For [1] : Let L=tr(P) be the trilinear polar of P. For every point S on L the trilinear polar tr(S) with respect to ABC is a tangent to the parabola. Inversely the tripoles of tangents of (c) are on tr(P)=L. In our case the parabola has the line at infinity as a tangent, hence its tripole, which is the centroid G of ABC is on tr(P). Thus this line passes through the centroid, consequently its tripole P is on the outer Steiner ellipse of ABC.

For [2] : The conic with perspector P with respect to A'B'C' is generated by the tripoles Q = tr'(PS) of lines through P. If Q is on the line at infinity then its tripolar is tangent to the inner Steiner ellipse. Thus, ellipses, having no point at infinity have no line through P tangent to the in-ellipse. Analogously hyperbolas, having two points at infinity, have P outside the in-ellipse and parabolas, having one point at infinity have only one line through P tangent to the in-ellipse. Thus P is on the inner Steiner ellipse of A'B'C' and the tangent there is the trilinear polar tr'(P0) of the point at infinity P0 of the parabola.

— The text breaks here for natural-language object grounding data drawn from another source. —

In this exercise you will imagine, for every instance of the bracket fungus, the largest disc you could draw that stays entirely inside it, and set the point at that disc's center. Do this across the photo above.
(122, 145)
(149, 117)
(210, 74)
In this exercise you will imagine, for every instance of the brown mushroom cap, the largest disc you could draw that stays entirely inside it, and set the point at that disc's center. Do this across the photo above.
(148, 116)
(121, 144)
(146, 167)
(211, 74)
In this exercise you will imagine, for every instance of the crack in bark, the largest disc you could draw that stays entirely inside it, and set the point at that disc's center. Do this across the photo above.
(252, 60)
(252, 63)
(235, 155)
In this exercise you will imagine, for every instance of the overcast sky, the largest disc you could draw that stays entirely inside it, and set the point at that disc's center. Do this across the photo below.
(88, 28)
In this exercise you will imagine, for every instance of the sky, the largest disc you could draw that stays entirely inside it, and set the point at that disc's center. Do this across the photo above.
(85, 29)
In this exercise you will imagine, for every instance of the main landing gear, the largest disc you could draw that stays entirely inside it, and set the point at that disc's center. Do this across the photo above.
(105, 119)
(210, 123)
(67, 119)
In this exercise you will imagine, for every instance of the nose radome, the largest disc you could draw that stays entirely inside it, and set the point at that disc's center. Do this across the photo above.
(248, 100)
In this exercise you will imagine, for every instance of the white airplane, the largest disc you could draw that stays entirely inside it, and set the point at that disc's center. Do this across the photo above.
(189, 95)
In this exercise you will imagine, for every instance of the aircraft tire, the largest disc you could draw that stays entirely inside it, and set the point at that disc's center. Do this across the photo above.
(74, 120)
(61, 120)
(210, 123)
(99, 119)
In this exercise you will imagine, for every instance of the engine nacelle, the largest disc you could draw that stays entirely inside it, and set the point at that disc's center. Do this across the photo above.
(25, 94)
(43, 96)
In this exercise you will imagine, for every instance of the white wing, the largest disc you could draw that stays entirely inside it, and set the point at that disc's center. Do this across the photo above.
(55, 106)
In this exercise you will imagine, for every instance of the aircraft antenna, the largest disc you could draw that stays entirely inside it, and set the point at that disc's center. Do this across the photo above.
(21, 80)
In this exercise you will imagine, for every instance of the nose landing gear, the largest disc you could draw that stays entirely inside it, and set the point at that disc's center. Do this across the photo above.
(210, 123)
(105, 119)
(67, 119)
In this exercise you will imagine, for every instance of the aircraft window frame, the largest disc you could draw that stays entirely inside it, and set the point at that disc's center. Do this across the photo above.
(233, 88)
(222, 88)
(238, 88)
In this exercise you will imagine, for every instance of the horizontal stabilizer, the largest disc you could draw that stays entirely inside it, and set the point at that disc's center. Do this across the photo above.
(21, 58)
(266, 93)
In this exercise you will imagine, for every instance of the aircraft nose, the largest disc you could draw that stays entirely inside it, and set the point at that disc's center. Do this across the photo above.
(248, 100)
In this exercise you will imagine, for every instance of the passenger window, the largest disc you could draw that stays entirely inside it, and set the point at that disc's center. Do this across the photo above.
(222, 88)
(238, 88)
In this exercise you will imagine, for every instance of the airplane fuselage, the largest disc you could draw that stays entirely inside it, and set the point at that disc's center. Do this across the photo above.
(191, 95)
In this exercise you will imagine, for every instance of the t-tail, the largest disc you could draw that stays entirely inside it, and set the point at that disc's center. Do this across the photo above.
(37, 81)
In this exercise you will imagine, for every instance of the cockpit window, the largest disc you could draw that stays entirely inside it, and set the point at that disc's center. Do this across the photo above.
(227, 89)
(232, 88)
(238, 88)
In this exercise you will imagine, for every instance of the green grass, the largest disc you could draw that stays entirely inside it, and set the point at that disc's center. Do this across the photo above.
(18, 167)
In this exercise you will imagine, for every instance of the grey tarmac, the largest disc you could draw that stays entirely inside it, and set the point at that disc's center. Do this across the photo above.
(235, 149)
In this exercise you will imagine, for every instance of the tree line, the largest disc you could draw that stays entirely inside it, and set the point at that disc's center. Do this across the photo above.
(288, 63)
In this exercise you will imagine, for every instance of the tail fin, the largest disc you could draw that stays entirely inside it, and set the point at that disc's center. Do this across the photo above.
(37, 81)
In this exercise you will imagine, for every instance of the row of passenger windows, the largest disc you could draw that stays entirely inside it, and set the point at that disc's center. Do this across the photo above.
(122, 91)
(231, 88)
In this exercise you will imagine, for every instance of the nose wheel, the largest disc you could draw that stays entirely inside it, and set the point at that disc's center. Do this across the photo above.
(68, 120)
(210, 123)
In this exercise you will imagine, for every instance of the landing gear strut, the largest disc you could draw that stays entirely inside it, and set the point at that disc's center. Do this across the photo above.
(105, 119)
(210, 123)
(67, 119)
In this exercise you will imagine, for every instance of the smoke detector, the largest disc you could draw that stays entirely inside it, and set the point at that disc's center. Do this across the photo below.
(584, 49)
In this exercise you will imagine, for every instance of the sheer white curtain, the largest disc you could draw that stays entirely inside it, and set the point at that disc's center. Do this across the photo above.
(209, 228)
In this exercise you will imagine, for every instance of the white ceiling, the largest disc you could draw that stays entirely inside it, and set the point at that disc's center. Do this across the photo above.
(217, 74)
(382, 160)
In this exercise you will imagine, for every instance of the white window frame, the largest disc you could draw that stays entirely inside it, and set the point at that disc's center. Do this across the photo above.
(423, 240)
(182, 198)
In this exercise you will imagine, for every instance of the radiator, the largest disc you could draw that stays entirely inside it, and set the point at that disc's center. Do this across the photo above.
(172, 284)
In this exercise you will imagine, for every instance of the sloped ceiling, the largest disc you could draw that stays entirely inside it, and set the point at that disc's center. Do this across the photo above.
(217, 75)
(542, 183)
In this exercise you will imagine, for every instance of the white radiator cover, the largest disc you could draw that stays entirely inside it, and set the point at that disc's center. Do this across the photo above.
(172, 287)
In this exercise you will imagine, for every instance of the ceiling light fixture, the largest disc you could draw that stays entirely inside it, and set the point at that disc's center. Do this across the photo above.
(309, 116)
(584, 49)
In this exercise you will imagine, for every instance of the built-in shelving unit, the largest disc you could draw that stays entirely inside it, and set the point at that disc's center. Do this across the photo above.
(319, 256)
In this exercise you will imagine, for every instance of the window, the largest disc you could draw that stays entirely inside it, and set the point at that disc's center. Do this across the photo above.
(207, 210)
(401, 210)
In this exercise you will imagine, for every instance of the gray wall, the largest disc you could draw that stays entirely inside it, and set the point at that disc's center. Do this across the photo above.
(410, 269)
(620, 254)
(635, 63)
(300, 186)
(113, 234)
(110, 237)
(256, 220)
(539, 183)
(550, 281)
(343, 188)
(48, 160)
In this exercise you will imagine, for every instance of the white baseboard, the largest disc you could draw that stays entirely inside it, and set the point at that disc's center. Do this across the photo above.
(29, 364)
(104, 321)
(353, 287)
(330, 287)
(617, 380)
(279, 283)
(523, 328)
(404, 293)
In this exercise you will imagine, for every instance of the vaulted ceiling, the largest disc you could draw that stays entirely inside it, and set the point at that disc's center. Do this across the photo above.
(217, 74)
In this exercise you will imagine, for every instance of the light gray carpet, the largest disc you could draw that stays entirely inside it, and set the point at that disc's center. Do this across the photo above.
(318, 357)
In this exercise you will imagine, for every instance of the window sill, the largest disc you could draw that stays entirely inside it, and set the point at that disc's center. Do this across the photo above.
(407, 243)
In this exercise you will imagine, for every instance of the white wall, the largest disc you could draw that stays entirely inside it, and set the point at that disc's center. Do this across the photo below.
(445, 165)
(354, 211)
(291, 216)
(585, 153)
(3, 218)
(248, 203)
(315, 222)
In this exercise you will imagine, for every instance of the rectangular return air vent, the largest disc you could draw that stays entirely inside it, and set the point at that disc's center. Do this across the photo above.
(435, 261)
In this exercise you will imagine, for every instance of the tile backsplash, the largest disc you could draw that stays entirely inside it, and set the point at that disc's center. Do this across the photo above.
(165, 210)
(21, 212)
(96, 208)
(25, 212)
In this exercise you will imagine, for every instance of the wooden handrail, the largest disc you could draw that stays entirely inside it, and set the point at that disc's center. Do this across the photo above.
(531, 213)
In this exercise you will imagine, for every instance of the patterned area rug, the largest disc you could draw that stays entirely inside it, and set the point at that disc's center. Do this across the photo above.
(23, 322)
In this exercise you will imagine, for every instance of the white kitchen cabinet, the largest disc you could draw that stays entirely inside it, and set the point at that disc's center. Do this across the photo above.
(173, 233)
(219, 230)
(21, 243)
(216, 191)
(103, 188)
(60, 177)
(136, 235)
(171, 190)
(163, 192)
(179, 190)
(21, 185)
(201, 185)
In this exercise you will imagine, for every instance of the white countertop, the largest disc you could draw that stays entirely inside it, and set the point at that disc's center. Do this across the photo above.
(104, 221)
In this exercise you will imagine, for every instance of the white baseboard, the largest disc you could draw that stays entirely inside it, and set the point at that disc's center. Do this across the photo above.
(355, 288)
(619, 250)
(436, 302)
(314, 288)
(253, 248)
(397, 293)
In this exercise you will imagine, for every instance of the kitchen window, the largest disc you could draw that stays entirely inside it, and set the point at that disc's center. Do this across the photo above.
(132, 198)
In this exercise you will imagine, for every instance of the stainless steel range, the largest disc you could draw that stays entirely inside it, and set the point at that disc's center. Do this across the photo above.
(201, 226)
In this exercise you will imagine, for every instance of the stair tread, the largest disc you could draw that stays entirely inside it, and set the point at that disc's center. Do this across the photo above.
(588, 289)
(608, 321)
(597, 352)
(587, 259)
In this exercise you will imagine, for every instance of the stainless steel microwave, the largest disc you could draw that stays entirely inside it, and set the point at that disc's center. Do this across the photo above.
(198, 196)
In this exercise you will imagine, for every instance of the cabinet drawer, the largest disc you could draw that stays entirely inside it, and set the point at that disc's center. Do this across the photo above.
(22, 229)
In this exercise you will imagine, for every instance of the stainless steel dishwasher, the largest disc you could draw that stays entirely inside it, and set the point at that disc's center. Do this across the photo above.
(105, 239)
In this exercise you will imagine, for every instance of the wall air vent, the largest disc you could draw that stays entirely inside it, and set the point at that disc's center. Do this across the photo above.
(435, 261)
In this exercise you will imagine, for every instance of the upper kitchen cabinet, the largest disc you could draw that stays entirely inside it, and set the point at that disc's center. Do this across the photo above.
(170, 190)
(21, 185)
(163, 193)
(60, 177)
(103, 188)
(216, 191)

For [3] : Is a consequence of the discussion in Autopolar2.html . From that discussion follows also that the axis of the parabola is in the direction GG', where G' is the centroid of A'B'C' and GG' is divided by tP in ratio 2:1.

The figure depicts some other important relations linked to a point P on the outer Steiner ellipse of a triangle ABC.
[1] Line L=tr(P)=tr(t(P0)) = ~P0 is the dual of P0 (point at infinity) isotomic of P. For every S on L the isotomic t(S) is on a hyperbola (c') circumscribing ABC with perspector P. This kind of hyperbolas is discussed in some detail in Trilinear_Polar.html . In particular tr(t(S)) passes through P0 hence is parallel to the axis of the parabola studied above. The hyperbola is the dual conic of the parabola, both conics having perspector with respect to ABC the point P (see TriangleConics.html ).
[2] By the fundamental commutativity of the operations tr*t = t*tr (see IsogonalGeneralized.html ), tr(t(S))=t(tr(S)) and since tr(S) is a tangent to the parabola we deduce the rule : the isotomic conjugates of the tangents of the inscribed to ABC parabola are parallel to its axis.
[3] For any point S on tr(P) points {tr'(SP), t'(S), P} are collinear lying on a line ~S' = tr'(t'(S')), where S' is another point on tr(P). ~S' is the polar of S' with respect to the parabola and the tangents to the parabola : tr(S) at t'(S) and the tangent at Q=tr'(SP) pass both through S' (see IsotomicGeneral.html ).
[4] In particular when S coincides with one of the intersection points {S1,S2} of the outer Steiner ellipse with tr(P) then point S' coincides with G, line ~S' coincides with tP, t(S) becomes a point at infinity of the hyperbola and SP becomes parallel to an asymptote of the hyperbola (see again Trilinear_Polar.html ).